- Film poster
- Directed by: Călin Peter Netzer
- Written by: Călin Peter Netzer Cezar Paul-Bădescu Iulia Lumânare
- Produced by: Călin Peter Netzer Oana Iancu
- Starring: Mircea Postelnicu
- Cinematography: Andrei Butica
- Edited by: Dana Bunescu
- Distributed by: Freeman Entertainment (Romania) Beta Cinema
- Release dates: 17 February 2017 (Berlin); 3 March 2017 (Romania);
- Running time: 127 minutes
- Country: Romania
- Language: Romanian

= Ana, mon amour =

2017 film

Ana, mon amour is a 2017 Romanian drama film directed by Călin Peter Netzer. It was selected to compete for the Golden Bear in the main competition of the 67th Berlin International Film Festival. Editor Dana Bunescu received the Silver Bear for Outstanding Artistic Contribution.

==Plot==
Ana (Diana Cavallioti) and Toma (Mircea Postelnicu) are in a heated debate over Friedrich Nietzsche's philosophy.
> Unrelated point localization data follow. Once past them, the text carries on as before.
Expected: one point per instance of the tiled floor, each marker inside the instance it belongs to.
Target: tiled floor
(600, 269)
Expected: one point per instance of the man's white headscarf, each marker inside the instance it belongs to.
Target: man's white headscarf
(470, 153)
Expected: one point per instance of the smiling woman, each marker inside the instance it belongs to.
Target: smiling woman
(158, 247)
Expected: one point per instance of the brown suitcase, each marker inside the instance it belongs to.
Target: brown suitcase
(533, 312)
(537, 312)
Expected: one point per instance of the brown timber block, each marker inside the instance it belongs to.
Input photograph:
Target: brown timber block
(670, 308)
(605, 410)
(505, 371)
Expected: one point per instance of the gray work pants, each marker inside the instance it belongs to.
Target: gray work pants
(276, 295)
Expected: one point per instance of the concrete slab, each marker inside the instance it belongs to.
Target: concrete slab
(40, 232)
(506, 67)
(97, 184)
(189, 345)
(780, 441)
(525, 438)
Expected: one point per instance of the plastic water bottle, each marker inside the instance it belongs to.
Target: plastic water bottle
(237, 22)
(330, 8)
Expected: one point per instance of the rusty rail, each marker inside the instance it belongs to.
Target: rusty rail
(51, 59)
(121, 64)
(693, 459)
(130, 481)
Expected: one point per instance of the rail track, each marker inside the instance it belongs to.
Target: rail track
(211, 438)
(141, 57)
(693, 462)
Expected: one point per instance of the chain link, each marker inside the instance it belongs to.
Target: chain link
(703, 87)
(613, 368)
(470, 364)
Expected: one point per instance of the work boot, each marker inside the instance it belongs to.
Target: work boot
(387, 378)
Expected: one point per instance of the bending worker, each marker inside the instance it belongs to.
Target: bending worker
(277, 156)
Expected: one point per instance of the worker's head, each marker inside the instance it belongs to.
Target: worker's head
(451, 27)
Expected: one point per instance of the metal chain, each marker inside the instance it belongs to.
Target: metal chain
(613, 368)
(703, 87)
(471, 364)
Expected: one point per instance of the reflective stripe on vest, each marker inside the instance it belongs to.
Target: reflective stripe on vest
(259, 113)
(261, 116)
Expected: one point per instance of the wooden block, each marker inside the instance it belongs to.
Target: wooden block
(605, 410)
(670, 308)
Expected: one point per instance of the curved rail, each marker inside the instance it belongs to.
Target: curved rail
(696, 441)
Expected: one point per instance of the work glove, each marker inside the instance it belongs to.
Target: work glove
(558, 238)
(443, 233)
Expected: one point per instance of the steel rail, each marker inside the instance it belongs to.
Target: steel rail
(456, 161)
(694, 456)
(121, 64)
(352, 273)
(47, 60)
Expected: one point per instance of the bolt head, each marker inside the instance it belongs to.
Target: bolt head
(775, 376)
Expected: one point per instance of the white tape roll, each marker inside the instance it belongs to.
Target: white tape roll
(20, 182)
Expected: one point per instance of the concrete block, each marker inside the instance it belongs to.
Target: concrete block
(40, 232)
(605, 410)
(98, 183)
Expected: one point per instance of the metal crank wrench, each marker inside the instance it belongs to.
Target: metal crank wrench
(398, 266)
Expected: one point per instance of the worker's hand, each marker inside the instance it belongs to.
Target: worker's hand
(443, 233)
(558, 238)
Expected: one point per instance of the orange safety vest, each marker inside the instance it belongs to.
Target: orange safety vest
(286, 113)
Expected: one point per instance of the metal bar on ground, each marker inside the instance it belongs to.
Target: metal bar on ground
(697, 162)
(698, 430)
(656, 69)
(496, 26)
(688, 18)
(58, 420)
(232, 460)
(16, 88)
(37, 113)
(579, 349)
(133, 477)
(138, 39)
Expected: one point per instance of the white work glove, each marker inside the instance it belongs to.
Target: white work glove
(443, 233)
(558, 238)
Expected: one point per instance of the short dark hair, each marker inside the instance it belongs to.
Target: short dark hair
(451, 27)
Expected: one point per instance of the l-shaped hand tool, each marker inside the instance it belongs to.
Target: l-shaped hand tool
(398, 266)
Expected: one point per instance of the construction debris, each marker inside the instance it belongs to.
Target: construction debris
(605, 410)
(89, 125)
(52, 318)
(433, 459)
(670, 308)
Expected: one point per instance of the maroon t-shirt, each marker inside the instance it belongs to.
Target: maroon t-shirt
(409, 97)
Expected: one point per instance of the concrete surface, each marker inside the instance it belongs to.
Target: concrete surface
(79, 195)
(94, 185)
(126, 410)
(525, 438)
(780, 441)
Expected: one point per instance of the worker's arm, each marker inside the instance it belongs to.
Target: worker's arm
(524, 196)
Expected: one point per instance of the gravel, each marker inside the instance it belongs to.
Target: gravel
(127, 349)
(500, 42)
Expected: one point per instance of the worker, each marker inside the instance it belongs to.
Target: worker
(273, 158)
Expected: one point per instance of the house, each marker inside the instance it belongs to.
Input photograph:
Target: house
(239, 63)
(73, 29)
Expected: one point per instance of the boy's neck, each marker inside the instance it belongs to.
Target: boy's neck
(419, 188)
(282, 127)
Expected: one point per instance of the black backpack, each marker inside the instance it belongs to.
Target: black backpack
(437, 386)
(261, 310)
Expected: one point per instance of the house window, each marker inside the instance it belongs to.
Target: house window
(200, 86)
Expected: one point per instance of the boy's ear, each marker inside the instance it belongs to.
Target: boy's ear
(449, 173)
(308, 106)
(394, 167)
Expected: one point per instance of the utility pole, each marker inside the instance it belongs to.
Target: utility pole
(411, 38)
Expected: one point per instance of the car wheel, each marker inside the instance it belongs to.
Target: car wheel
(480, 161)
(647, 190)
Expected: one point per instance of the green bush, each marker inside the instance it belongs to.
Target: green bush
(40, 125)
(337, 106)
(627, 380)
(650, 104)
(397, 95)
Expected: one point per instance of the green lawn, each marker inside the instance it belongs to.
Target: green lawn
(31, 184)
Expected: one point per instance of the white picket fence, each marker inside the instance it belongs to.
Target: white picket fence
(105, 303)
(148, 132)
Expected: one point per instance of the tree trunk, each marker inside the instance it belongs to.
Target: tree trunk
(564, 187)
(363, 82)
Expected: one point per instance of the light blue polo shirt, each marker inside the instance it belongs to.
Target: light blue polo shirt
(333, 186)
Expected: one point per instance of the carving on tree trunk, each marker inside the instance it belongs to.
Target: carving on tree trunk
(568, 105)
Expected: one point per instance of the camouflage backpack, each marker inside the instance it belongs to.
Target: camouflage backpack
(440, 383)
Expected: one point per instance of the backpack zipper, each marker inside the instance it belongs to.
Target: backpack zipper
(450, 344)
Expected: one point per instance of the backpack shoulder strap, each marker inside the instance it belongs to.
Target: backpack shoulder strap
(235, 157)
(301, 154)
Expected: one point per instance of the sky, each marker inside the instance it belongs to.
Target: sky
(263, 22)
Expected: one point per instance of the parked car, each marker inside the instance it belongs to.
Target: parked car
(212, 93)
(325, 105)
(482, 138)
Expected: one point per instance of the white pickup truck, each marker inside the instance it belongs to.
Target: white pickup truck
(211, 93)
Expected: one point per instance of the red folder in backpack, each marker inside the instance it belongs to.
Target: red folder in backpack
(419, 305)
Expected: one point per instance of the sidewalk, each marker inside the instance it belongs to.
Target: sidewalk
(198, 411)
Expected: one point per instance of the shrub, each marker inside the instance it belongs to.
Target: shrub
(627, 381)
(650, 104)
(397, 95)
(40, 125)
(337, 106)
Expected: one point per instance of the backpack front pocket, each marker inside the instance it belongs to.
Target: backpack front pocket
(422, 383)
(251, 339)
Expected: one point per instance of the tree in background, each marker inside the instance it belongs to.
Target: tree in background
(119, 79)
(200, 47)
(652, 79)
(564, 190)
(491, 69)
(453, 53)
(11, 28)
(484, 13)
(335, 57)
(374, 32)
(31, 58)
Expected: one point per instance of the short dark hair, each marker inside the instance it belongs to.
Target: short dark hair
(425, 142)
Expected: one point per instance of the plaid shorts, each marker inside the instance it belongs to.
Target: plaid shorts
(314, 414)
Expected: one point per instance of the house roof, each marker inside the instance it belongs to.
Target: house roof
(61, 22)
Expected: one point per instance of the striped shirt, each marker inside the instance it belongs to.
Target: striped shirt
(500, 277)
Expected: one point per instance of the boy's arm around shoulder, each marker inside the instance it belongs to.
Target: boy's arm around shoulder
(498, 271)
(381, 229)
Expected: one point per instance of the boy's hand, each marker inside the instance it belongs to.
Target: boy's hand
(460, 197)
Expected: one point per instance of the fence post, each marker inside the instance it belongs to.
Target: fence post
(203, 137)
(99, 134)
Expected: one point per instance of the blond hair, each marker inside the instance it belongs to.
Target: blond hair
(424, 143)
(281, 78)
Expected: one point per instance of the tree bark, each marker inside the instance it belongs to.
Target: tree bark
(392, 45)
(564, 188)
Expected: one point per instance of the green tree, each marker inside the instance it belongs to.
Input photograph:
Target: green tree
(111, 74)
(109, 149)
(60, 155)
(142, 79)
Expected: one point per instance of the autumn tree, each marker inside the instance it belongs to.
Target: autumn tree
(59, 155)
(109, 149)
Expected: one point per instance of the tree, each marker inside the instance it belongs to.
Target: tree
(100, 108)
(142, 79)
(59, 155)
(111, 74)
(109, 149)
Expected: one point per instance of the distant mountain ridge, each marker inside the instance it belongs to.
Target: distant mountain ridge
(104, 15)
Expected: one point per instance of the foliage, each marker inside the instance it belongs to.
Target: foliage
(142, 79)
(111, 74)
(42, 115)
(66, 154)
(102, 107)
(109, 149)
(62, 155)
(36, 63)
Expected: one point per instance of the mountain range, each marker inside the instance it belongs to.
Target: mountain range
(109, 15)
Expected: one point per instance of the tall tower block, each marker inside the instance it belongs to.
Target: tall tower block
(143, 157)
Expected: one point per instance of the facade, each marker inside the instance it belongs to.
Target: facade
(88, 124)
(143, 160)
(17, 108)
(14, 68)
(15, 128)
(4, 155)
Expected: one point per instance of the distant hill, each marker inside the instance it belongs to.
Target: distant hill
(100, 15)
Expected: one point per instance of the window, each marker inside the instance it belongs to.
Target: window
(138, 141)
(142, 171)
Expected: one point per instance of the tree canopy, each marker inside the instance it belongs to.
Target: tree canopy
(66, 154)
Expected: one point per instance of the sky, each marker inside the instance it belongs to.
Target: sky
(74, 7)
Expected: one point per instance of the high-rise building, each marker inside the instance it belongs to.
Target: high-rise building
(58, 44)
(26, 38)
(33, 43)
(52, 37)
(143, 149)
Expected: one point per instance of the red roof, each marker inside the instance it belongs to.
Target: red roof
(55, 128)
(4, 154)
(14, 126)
As the argument continues they both end up in bed and have sex. Later it is revealed that Ana has anxiety attacks that border on mental illness.

==Cast==
- Mircea Postelnicu as Toma
- Diana Cavallioti as Ana
- Carmen Tănase as Toma's mother
- Vasile Muraru as Toma's father
- Adrian Titieni as Psychologist
- Tania Popa as Ana's mother
- Vlad Ivanov as Priest Adrian
- Ioana Flora as Irina

==Production==
The film was a joint production of Parada Film (Romania), Augenschein Filmproduktion (Germany), and Sophie Dulac Productions (France). The casting for the film began in August 2014 with Christina Paul of Germany being in charge of the make-up team while André Rigaut was the sound mixer for the team, along with 2 cameras on board. In October 2014 the film received a grant of 361,000 Euros from the Romanian National Film Center, half of what was needed. The producer (Oana Kelemen) has then made an appeal, and received 2 million Euros in compensation. The film was supposed to begin shooting in summer/fall of 2015 but was delayed till 10 March 2016. The film was filmed in just 2 months.
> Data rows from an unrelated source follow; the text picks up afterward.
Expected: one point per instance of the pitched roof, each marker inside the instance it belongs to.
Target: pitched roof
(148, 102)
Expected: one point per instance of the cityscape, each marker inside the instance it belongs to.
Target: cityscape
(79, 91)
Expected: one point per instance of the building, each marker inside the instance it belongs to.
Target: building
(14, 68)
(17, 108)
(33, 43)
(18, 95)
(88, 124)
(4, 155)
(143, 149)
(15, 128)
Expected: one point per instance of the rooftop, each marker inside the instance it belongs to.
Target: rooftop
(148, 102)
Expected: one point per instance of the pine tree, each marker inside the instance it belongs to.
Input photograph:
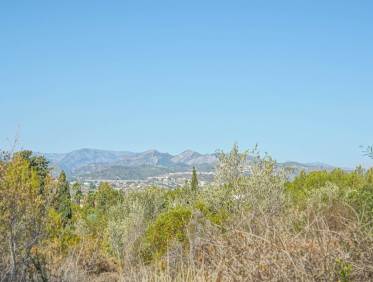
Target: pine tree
(194, 181)
(63, 203)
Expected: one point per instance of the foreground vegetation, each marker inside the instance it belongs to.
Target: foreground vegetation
(252, 224)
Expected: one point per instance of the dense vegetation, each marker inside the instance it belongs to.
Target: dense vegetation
(251, 224)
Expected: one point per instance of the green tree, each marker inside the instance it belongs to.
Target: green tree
(106, 197)
(77, 190)
(231, 166)
(23, 217)
(63, 199)
(194, 181)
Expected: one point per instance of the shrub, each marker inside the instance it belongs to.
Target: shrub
(169, 226)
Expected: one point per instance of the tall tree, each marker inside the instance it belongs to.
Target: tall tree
(39, 163)
(63, 199)
(78, 195)
(194, 181)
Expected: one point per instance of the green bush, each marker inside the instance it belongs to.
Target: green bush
(168, 227)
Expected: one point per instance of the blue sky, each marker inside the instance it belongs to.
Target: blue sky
(296, 77)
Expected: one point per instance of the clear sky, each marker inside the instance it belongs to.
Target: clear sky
(296, 77)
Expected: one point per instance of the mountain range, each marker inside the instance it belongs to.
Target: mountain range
(103, 164)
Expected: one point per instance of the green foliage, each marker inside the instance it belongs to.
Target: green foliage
(77, 192)
(168, 227)
(344, 270)
(63, 200)
(106, 197)
(194, 181)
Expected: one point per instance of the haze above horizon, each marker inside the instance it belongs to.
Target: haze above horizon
(294, 77)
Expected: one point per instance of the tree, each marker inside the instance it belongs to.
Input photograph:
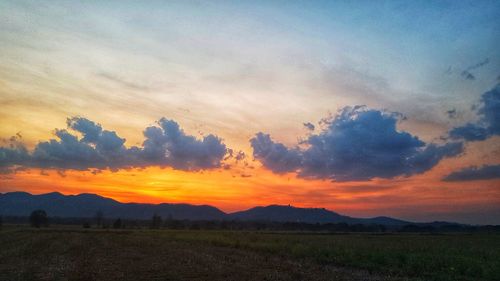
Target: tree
(117, 224)
(155, 222)
(39, 218)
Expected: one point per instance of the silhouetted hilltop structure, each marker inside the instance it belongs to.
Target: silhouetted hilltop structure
(85, 205)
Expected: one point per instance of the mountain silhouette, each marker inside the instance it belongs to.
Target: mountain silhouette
(86, 205)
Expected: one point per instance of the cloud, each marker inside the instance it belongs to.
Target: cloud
(475, 173)
(168, 145)
(357, 145)
(466, 73)
(165, 145)
(309, 126)
(488, 124)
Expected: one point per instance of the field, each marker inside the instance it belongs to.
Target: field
(72, 253)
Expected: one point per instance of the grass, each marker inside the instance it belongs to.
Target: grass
(77, 254)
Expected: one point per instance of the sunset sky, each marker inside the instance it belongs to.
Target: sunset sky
(365, 108)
Cinematographer Andrei Butica said that they used a prosthesis in the sex scene between Mircea Postelnicu and Diana Cavallioti.

==Reception==
The film was ranked number 4 in Romanian box offices in 2017.
Deborah Young of The Hollywood Reporter praised it for being "A seriously complicated romantic drama". Variety's Jay Weissberg also praised the film but criticized its chronological order and fast play.

The film also got a B− from IndieWire.

On review aggregator website Rotten Tomatoes, the film holds an approval rating of 100% based on 5 reviews, with an average rating of 6.8/10.